[CentOS] USB 2 card

Mon Mar 5 23:27:49 UTC 2007
Wojtek.Pilorz <wpilorz at bdk.pl>

On Mon, 5 Mar 2007, Jamie Lists wrote:

> Date: Mon, 5 Mar 2007 11:21:35 -0800
> From: Jamie Lists <jamielist at gmail.com>
> Reply-To: CentOS mailing list <centos at centos.org>
> To: centos at centos.org
> Subject: [CentOS] USB 2 card
> 
> Were looking to hook up a Lacie 2TB external drive to be our little
> rdiff-backup volume and we need a usb 2 interface.
> 
> Can anyone make a suggestion to a good USB2 PCI card for centos?
I tried to add usb 2.0 card to my old, PIII, i440BX system.
[which is Fedora Core 6 rather then Centos, but I do not think this could make
 any difference here.
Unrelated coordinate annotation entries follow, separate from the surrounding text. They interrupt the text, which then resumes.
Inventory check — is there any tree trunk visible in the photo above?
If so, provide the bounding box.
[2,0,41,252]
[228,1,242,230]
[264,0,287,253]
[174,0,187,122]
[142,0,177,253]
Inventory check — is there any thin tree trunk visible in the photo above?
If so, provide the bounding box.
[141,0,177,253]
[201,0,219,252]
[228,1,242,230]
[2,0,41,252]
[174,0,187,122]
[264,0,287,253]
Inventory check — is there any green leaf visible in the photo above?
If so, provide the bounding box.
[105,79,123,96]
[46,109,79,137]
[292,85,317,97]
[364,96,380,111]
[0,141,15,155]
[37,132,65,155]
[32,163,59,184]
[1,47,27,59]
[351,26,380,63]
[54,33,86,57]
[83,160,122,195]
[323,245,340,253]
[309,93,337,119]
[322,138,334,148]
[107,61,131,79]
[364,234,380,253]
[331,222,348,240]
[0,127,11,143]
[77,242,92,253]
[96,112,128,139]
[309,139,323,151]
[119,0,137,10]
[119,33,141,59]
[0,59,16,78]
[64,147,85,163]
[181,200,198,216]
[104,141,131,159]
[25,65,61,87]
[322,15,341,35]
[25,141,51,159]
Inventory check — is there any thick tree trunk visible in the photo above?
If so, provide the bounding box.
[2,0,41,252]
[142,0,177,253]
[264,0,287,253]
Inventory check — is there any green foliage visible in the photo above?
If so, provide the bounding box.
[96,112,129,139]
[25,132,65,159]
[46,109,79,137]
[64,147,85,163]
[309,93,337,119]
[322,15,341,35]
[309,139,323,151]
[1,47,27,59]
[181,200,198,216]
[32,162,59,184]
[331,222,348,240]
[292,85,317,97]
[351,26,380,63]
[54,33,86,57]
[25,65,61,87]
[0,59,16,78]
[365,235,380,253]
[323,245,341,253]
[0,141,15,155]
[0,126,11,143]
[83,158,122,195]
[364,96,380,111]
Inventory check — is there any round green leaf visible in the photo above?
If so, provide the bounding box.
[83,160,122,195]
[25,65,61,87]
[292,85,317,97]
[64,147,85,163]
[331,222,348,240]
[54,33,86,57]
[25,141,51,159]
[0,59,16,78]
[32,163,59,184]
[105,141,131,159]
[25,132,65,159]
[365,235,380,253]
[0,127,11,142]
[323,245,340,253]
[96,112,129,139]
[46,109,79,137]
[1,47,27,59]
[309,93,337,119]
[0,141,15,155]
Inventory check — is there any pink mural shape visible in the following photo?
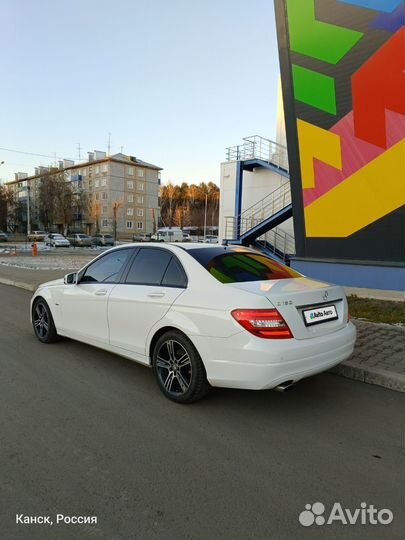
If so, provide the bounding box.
[303,110,405,206]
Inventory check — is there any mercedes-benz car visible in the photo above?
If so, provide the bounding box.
[31,243,356,403]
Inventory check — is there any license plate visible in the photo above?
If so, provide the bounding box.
[302,305,338,326]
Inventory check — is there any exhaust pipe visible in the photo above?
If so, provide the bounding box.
[274,381,295,392]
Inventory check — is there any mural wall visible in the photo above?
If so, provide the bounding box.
[275,0,405,263]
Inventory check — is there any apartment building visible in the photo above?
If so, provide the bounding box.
[7,151,162,240]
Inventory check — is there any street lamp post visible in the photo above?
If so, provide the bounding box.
[204,193,208,240]
[27,185,31,236]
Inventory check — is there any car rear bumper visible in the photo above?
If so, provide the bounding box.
[191,322,356,390]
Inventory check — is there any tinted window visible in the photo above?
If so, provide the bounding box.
[125,249,172,285]
[188,247,301,283]
[162,257,187,288]
[80,249,131,283]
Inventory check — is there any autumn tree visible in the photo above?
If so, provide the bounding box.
[160,182,219,227]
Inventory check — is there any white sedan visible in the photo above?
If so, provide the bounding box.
[31,243,356,403]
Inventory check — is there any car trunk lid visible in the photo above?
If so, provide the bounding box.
[226,277,348,339]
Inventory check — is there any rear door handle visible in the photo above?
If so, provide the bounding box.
[94,289,108,296]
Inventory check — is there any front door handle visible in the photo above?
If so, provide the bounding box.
[94,289,108,296]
If you want, I could test with Centos 4.4 Live CD,
  or install Centos 4.4]
My first try was an EDIMAX card with VIA6212L chip. I wasn't able
to get it to work as USB 2.0 acceptably with any sane meaning of 
'acceptable' on my system.

With the VIA based card I could work only with USB 1.1, using USB 2.0
produced immediately lots of messages like that

reset high speed USB device
USB disconnect
sd 0:0:0:0: SCSI error: return code = YYYYYY
end_request: I/O error, dev sda, sector ZZZZZ
Buffer I/O error on device sda, logical block XXXX

and of course card was useless.


Then I searched Google, and saw some comments that one should avoid Via 
and Ali chips, and use NEC-based cards.

I bought i-tec USB card, and it worked flawlessly (at least with separate 
IRQ for EHCI, I disabled Parallel port in BIOS, which I did not need, so 
that EHCI got IRQ 7; I did that when trying to get via card with VIA 
chipset working)

The card is described (in Polish) at 
http://www.i-tec.pl/index.php?lang=pl&pid=2&kid=9&id=PCUSB20
and (in Czech) at
http://www.i-tec.cz/index.php?lang=cz&pid=2&kid=9&id=PCUSB20

According to the description the chip is NEC D720100 or D720101.

I have moved several hundreds of GB with that card using external 
USB/ATAPI converter and ATAPI hard disk (and a few GB with external USB DVD/RW
drive) and had no problems.


The transfer rate for hard disk I got was 15-20 MB/s, while identical internal disk with
ATA/100 interface get 25-30 MB/s.

I read that 20 MB/s is close to maximal data rate one can get in USB/2
(that 480 Mbit/s seems to be a rather misleading advertising ).

You need to assess, whether about 20MB/s will be enough for your needs.

You could get some faster datarates with FireWire, but I have no experiences
with that.

[NOTE. It is quite possible, that VIA card would work better on system with more
    current PCI implementation; dmesg on my systems says
    PCI: PCI BIOS revision 2.10 entry at 0xfb520, last bus=1

    which, I can guess, would mean it is PCI 2.1 rather then  2.2
]

> 
> Thanks,
> James

Could you possibly share with us your experiences?